Crashing through churning whitewater, we catapult toward basalt cliffs and are swept from a heart-stopping encounter with a sheer rock face by Julio, our captain, who throws out commands to us to paddle one way or the other. The rubber of our raft meets the crevice between a couple of boulders and gets wedged there for a minute or two until we pry ourselves free and shoot into a calm, celadon-green pool.

The trip becomes a Sunday-in-the-park rowboat outing as we drift for a mile or so, passing pastureland sprinkled with palm trees and wildflowers. We paddle to shore and hike through fields of grazing cattle and ranchers on horseback. Raúl, who has exchanged his rafting helmet for a pith helmet, peers through his birding glasses, reeling off names: red-crowned parrot, Amazon kingfisher, Ajaia ajaja (which sounds more like the things we were shouting on the river than a bird). We’re being eaten alive by some kind of gnat, and Eduardo, who looks like a cross between Santa Claus and Papa Hemingway, his bandanna wrapped around his head Jerry Garcia–style, warns us that if we step on a plant called mala mujer (bad woman) it will sting like a hundred mosquitoes.
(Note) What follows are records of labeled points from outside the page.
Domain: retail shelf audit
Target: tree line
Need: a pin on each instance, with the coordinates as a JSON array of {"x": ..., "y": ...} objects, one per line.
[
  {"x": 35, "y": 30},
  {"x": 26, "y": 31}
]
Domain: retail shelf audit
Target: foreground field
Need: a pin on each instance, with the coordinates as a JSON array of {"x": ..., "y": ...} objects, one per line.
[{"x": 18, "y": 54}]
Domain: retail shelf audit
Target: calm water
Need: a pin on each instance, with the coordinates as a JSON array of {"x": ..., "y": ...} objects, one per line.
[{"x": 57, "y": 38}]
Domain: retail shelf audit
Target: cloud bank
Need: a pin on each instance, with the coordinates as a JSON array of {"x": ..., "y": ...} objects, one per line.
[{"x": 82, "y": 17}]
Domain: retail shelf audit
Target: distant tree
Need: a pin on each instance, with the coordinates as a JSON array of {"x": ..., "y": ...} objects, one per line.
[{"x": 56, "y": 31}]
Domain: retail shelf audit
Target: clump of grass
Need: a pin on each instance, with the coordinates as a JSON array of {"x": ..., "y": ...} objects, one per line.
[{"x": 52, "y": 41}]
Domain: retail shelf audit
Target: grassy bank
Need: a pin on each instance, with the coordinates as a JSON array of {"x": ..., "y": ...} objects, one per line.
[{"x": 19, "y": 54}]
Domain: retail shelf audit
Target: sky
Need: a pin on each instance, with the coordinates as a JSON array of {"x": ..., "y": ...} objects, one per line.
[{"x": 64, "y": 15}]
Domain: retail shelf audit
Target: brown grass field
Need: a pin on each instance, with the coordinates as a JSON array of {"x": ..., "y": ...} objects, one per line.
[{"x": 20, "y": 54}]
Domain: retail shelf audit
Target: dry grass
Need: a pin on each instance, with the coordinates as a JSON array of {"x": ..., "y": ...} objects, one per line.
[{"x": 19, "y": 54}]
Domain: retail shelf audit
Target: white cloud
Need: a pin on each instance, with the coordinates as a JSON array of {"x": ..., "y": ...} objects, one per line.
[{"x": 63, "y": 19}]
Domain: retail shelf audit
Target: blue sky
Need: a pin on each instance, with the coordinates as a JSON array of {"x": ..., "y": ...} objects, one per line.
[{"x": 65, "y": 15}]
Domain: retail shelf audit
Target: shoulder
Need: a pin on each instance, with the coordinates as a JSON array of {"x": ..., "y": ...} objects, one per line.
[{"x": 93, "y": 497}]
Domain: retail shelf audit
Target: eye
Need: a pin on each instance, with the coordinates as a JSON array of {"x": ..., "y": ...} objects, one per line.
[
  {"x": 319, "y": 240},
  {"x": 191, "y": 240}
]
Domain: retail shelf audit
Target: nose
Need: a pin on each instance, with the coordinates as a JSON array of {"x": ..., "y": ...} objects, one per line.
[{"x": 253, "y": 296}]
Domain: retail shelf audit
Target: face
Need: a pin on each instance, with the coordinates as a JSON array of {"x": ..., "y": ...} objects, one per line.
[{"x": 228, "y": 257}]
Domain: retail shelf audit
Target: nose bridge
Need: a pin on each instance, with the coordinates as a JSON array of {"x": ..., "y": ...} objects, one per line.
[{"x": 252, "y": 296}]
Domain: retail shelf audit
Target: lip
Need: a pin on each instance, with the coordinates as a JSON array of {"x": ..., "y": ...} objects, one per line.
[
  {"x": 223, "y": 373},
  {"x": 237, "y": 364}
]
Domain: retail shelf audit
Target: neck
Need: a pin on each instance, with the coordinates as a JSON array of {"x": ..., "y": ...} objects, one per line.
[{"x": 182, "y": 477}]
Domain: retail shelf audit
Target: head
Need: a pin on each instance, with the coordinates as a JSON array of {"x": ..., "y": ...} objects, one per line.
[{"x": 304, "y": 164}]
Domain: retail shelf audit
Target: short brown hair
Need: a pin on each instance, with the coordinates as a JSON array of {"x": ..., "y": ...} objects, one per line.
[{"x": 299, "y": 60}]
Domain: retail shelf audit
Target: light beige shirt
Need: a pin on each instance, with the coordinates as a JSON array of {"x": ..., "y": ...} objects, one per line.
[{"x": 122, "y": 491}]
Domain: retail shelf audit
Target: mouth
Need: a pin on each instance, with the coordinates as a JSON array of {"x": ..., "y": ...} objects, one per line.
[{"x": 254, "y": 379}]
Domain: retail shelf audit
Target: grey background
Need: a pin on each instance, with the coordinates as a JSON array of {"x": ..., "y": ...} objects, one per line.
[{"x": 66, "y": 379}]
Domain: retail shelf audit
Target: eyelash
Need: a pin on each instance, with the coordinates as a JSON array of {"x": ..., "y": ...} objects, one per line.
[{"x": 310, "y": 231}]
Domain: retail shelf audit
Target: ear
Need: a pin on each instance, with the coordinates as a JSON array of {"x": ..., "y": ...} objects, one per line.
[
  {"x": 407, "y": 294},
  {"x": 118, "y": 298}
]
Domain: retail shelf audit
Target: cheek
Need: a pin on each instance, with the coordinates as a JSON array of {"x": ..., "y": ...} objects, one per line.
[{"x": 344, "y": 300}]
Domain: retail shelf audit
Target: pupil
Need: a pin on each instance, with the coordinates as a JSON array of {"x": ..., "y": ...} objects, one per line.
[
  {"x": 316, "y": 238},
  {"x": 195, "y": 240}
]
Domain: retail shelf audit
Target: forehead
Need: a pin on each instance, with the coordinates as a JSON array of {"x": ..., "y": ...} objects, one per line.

But as we enter the plaza of Cuajilote, bugs and bad women are left behind: Unlike the pristinely excavated El Tajín, a Totonac site to the north, this place consists of eerily formed mounds of earth, five stories high, sitting next to elegantly carved stone pyramids that have been freed from the soil by archaeologists. “Walk the length in silence,” whispers Raúl, and we wade through swarms of white butterflies and brilliantly green knee-high grass toward the tiered temple at the plaza’s end. Archaeologists won’t commit to the site’s origins, but they do say its urbanistic design may indicate the influence of Teotihuacán, central Mexico’s first great civilization, which was at its peak from a.d. 250 to a.d. 600. With not much government funding for archaeology these days, though, the excavation is at a standstill, and its story remains a mystery. “When you discover something, you feel a responsibility,” says Raúl, gazing at the ten pyramids as if he’s seeing them for the first time. “This is our history.”